The Days Get Away

How do you plan your day…or is “planning” something akin to a foreign concept?

One of my graduate professors referred to much of the day as “fighting alligators”. The strategy being you fight the one closest, the one about to kill you.

It was his tongue-in-cheek way of talking about damage control, managing chaos – responding to the whims and beck and call of others.

Confucius say “Every man lives two lives: the second begins when he realizes he has only one.”

Perhaps this was true in the time of Confucius. What feels more true to me is that we live in the time of YOLO, FOMO, and being guided by the whims of others instead of the intentions of ourselves.

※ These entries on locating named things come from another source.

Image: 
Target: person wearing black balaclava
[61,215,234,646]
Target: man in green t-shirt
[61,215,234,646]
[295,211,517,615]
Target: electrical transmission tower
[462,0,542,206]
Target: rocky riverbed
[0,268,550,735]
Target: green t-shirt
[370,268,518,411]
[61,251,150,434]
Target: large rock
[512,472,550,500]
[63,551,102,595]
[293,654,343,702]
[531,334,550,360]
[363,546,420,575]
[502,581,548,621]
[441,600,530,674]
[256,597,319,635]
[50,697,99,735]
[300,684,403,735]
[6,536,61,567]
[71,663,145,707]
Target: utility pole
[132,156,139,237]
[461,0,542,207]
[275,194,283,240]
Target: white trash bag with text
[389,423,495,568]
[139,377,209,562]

For the last five weeks, I’ve been living in a microcosm of outside intention and inner chaos. Of things that seem planned if you’re not there, but feel thrown together if you are. What have I observed?

It appears the inner lemming comes out in me in this environment. I find myself slowly gravitating to the unproductive and useless engagements of “deep talks”, “titillating conversation”, and generally being social at all times.

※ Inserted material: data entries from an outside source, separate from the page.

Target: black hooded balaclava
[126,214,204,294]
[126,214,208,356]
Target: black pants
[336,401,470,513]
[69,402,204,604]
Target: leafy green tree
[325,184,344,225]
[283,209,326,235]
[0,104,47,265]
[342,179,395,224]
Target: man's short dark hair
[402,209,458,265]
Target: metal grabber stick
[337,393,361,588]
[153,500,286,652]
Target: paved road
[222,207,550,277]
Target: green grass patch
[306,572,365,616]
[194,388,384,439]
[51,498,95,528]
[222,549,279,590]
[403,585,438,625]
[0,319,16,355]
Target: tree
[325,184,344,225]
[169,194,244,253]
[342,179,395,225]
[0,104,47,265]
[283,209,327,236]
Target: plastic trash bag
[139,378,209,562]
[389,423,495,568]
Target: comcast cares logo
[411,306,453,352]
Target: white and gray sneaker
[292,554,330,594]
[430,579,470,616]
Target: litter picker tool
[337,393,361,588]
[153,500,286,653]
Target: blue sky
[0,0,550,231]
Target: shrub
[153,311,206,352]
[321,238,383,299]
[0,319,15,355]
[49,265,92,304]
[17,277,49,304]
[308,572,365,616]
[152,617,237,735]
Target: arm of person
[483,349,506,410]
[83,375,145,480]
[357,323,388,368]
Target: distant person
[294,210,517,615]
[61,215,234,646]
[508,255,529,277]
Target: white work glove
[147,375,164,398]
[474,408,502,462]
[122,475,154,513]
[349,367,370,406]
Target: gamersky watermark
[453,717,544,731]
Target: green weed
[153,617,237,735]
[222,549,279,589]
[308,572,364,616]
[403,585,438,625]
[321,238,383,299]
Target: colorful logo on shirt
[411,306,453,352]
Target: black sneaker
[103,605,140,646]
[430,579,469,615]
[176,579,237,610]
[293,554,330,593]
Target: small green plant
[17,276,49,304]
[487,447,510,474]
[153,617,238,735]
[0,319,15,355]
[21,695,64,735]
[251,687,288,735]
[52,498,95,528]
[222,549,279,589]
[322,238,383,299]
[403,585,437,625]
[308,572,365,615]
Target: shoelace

It’s just as likely to be over-exposure. I came from an environment where I was either alone or with one person nearly all the time. A common phrase around these parts is that the social batteries are running low. No matter how fulfilling the conversation, how interesting the person, not moving forward to a goal at a pace which feels productive is damning to the soul.

On this I work today. Back-tracking – making a list, checking things off. Simple administrative stuff, unadorned by fanciful talk and clustering with other “grinders”.

The most productive people I’ve ever met never saw the inside of an office. Trying that today.

Hello from Forest City, Malaysia with a view of Singapore across the Johor Strait.